# sinkende Monofile



## langerLulatsch (16. Dezember 2004)

Hallo Zusammen,

 kennt jemand eine sinkende Monofil-Schnur bzw kann mir eine empfehlen? 
 Einsetzen möcht ich die an der MAtchrute, sollte so 16er oder 18er sein.
 Hatte früher mal eine Braune, weiß aber weder Hersteller noch Namen!
 Mit Spüli hab ich bereits mal versucht, ist aber nicht der Bringer gewesen. Hab ich  nicht gleichmäßig verteilt bekommen...

 Gruß Uwe


----------



## angelwolli (16. Dezember 2004)

*AW: sinkende Monofile*

fische auf einer Spule die Berkley "Iron Silk" 0,15mm auf der anderen eine 0,14 Noname - Massenware von der Großspule.

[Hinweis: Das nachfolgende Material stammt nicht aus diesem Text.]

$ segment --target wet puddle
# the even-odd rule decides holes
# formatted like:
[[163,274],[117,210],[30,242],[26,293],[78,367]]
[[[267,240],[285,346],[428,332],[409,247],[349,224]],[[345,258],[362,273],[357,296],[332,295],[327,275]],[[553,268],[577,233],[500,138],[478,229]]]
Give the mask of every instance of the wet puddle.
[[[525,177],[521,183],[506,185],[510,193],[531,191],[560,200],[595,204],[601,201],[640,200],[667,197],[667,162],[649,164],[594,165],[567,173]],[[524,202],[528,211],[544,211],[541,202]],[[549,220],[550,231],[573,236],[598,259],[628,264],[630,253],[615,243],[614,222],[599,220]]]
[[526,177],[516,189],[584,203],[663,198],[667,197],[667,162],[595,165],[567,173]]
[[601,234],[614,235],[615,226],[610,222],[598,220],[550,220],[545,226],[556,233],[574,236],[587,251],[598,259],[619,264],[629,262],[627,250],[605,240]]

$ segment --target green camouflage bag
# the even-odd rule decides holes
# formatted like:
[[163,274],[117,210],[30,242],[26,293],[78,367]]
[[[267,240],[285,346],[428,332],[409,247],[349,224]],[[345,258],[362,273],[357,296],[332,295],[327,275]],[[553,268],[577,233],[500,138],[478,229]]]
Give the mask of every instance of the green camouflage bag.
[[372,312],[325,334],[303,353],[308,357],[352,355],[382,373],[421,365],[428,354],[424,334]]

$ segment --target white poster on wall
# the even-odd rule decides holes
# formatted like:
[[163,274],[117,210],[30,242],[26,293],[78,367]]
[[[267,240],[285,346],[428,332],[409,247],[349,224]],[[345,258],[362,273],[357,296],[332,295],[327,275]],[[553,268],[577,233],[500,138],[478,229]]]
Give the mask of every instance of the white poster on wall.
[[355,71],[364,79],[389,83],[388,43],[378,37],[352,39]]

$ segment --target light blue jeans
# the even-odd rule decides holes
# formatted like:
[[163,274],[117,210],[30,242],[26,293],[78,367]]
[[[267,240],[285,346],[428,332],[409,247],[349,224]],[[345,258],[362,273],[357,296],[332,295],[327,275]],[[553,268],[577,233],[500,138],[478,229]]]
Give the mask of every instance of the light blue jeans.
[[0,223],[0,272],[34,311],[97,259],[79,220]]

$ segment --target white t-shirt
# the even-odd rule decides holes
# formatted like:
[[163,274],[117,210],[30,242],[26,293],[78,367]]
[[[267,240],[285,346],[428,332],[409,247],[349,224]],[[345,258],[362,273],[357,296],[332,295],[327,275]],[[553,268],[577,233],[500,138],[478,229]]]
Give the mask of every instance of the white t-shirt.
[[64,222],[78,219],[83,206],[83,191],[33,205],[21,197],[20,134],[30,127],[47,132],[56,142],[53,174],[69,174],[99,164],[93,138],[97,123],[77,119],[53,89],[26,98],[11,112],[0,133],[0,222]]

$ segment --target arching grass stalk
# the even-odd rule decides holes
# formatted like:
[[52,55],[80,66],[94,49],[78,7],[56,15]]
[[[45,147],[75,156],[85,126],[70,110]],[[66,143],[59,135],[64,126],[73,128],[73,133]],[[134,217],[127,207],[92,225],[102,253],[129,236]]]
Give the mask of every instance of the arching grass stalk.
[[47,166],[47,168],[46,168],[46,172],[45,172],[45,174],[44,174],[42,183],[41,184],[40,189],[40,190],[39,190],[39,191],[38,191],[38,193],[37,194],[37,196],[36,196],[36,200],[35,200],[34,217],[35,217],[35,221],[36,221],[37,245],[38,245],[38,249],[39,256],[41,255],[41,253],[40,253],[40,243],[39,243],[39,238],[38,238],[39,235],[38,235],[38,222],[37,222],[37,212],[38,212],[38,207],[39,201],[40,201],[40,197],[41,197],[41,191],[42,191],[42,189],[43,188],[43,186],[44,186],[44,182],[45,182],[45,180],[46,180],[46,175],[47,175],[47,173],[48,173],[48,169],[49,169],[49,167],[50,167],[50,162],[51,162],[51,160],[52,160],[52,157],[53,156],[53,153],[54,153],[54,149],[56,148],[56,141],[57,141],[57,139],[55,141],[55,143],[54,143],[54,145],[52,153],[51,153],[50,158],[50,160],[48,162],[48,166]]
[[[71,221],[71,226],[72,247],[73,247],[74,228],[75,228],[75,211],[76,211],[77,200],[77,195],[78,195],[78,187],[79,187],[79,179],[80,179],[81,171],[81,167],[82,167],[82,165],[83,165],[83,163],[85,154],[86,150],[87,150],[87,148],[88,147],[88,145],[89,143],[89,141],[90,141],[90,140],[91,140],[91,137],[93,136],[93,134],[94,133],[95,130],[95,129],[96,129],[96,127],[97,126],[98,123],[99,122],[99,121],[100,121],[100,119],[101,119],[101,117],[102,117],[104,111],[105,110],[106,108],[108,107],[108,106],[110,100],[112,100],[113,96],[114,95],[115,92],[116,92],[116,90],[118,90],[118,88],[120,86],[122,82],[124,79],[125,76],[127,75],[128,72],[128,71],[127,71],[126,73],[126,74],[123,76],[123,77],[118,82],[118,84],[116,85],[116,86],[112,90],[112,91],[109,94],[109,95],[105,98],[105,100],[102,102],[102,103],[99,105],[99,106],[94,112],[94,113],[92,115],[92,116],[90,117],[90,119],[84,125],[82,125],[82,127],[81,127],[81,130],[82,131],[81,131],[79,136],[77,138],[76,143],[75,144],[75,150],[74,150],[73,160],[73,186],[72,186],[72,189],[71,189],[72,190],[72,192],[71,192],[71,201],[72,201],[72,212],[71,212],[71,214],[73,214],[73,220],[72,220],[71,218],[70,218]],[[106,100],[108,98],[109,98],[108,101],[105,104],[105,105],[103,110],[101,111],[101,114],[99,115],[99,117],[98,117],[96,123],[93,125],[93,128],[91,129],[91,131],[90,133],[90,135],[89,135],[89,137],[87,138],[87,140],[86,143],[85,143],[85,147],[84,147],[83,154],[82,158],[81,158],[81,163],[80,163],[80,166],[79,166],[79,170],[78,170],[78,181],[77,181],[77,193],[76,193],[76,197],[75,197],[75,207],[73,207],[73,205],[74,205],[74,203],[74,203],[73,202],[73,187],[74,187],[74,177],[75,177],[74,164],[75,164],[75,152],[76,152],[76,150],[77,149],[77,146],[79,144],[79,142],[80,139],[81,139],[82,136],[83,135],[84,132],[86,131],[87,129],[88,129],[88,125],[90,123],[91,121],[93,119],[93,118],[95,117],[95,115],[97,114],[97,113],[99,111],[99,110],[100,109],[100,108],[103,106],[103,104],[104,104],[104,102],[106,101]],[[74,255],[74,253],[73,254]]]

Habe mit beiden eigentlich kein Problem - würde die Berkley, vielleicht auch subjektiv, einen Tick freundlicher bezeichnen: "kringelt" nicht ganz so doll, wenig Schnurdrall, super Wurfeigenschaften - was bei dünnen Monos mit ner Matche ja eigentlich auch kein Problem ist.  

Das das mit Spüli nicht funktioniert wundert mich erlich gesagt: es geht doch nur um das verringern der Oberflächenspannung vom Wasser ( wenn ich das richtig behalten habe )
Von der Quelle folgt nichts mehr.